Bild: Schlange stehen für den Asylantrag – das neue Gesetz würde die Abläu…
Paris taz | Selbst in Frankreichs Regierungspartei „La République en
Marche“ hatten sich manche Abgeordnete mehr Humanität erhofft. Doch die
französische Regierung hat nun ihr hochumstrittenes neues Asyl- und
Einwanderungsgesetz auf den Weg gebracht. Der französische Innenminister
Gérard Collomb legte am Mittwoch dem Ministerrat den Gesetzentwurf vor –
der weitgehend einem Verschärfungskatalog ähnelt.

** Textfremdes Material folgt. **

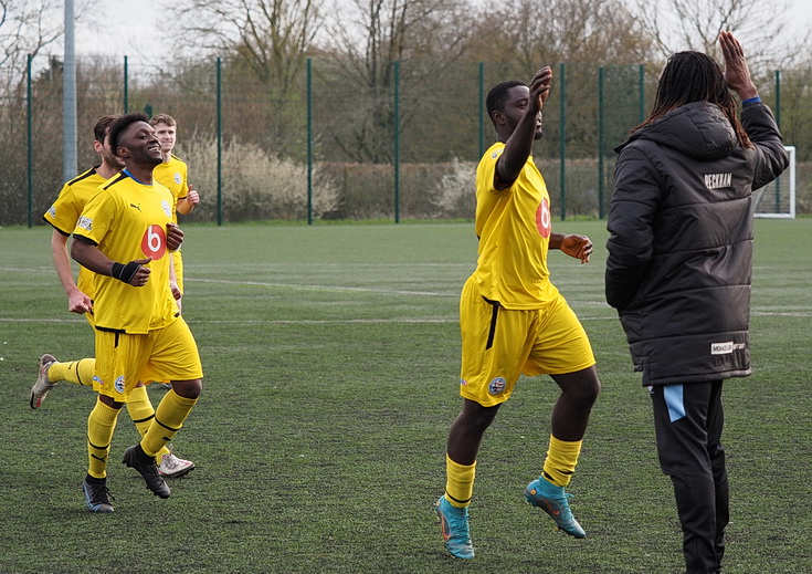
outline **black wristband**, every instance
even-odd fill
[[[129,282],[135,276],[136,272],[140,269],[141,264],[136,263],[135,261],[130,261],[126,265],[123,263],[113,263],[113,270],[110,274],[116,278],[118,281],[122,281],[124,283],[129,284]]]

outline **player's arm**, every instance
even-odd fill
[[[92,239],[76,233],[73,234],[71,242],[71,257],[94,273],[115,278],[133,286],[146,285],[149,273],[151,273],[151,270],[146,267],[151,259],[137,259],[128,263],[113,261],[98,249]]]
[[[577,233],[550,233],[550,249],[559,249],[569,257],[580,259],[581,263],[589,263],[592,254],[592,241],[587,236]]]
[[[169,252],[169,290],[172,292],[175,301],[180,302],[182,294],[178,286],[178,274],[175,272],[175,253]]]
[[[87,313],[91,311],[93,309],[91,298],[80,291],[76,281],[73,279],[71,259],[67,255],[67,236],[62,234],[56,229],[51,234],[51,255],[53,257],[53,267],[67,295],[67,310],[71,313]]]
[[[550,95],[550,82],[552,82],[552,70],[550,66],[542,67],[530,82],[530,94],[527,102],[520,103],[525,106],[525,113],[516,125],[510,137],[505,142],[505,150],[496,161],[497,189],[506,189],[516,181],[527,158],[532,152],[532,143],[536,135],[536,122],[538,113],[544,107]]]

Die Vorlage wird von Asylrechtsaktivisten wie auch in den Medien als
besonders repressiv kommentiert. Denn die Maßnahmen, abgewiesene
AsylbewerberInnen schnell loszuwerden, stehen klar im Vordergrund. Sie
werden durch einige Verbesserungen, etwa bei der Familienzusammenführung,
nicht ausgeglichen. Dabei beansprucht Collomb für sich, einen ausgewogenen
Text verfasst zu haben: „Für eine kontrollierte Immigration und ein
effektives Asylrecht“ lautet der Titel seiner Vorlage.

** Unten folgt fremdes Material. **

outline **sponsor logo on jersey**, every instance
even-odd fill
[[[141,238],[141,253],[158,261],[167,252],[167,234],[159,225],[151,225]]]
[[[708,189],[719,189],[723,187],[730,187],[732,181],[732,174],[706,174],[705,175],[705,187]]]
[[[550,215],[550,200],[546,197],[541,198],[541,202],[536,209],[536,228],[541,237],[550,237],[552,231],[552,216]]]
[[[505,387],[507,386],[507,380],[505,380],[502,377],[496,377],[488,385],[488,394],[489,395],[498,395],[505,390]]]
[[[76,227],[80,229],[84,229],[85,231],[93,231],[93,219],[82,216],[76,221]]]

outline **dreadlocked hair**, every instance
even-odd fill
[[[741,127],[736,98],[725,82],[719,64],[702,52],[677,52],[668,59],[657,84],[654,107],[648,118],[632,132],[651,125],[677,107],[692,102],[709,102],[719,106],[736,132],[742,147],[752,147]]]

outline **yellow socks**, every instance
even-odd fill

Schockiert oder empört sind darüber nicht zuletzt die Experten der
Asylbehörde Ofpra. Sie empfinden die Darstellung der Vorlage als Kritik an
ihrer Arbeit. Zwei ihrer Gewerkschaften haben zu einem Proteststreik
aufgerufen und zu einer Kundgebung vor dem obersten Verwaltungsgericht.

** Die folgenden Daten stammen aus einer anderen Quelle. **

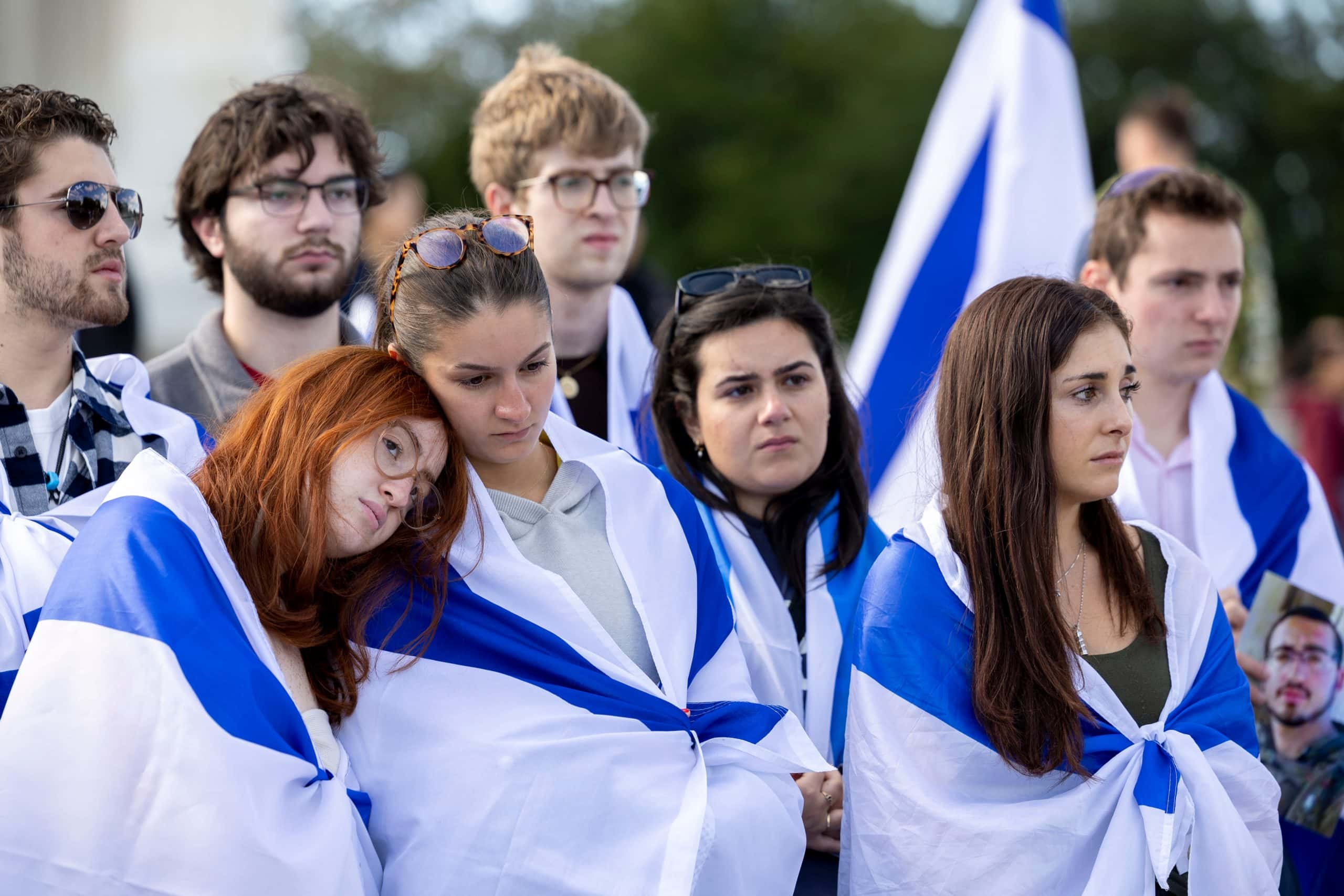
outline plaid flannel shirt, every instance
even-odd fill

Mission der Ofpra ist offiziell der „Schutz der Flüchtlinge und
Staatenlosen“ – diese Worte trägt die Behörde sogar in ihrem französisch…
Namen. In Wirklichkeit kommt ihnen die problematische Aufgabe zu, unter den
derzeit jährlich 100.000 Asylbewerbern die „wahren“ von den „falschen“
Flüchtlingen zu trennen. Die Kriterien dafür bekommen sie von der Regierung
und von der EU (etwa in Form der mehrfach revidierten Dublin-Verträge).
Schnellere Abschiebungen, weniger Einsprüche
Über die Beschleunigung und Verschärfung der Asylverfahren wird in
Frankreich seit Monaten kontrovers diskutiert. In der politischen Debatte
wurde schnell deutlich: Das Hauptanliegen der Regierung ist es, als
Flüchtlinge eingereiste Immigranten zu entlarven und aus Frankreich
ausweisen zu können.
Die Bearbeitung der Asylgesuche, die derzeit durchschnittlich elf Monate in
Anspruch nimmt, soll dementsprechend laut Gesetzentwurf auf sechs Monate
verkürzt werden – ohne entsprechende Personalaufstockung. Verkürzt und
deutlich erschwert wird sodann die Frist, in der die Abgewiesenen Einspruch
einlegen können. Hingegen soll die erlaubte Dauer der Abschiebehaft (heute
45 Tage) mindestens verdoppelt werden.
Vertreter der Hilfswerke lehnen Collombs Vorlage geschlossen ab. Sie weisen
darauf hin, dass die Hälfte der Menschen in Abschiebehaft aufgrund von
Formfehlern oder purer Willkür zu Unrecht eingesperrt würden. Zudem brauche
es für eine Abschiebung eine konsularische Bewilligung des eindeutig
identifizierten Herkunftsstaates. Falls diese nicht in den ersten zehn
Tagen nach Anfrage ausgestellt werde, komme sie in der Regel gar nicht,
kritisieren die Organisationen. Eine Verlängerung der Abschiebehaft könne
daher nicht mit mehr Effizienz begründet werden.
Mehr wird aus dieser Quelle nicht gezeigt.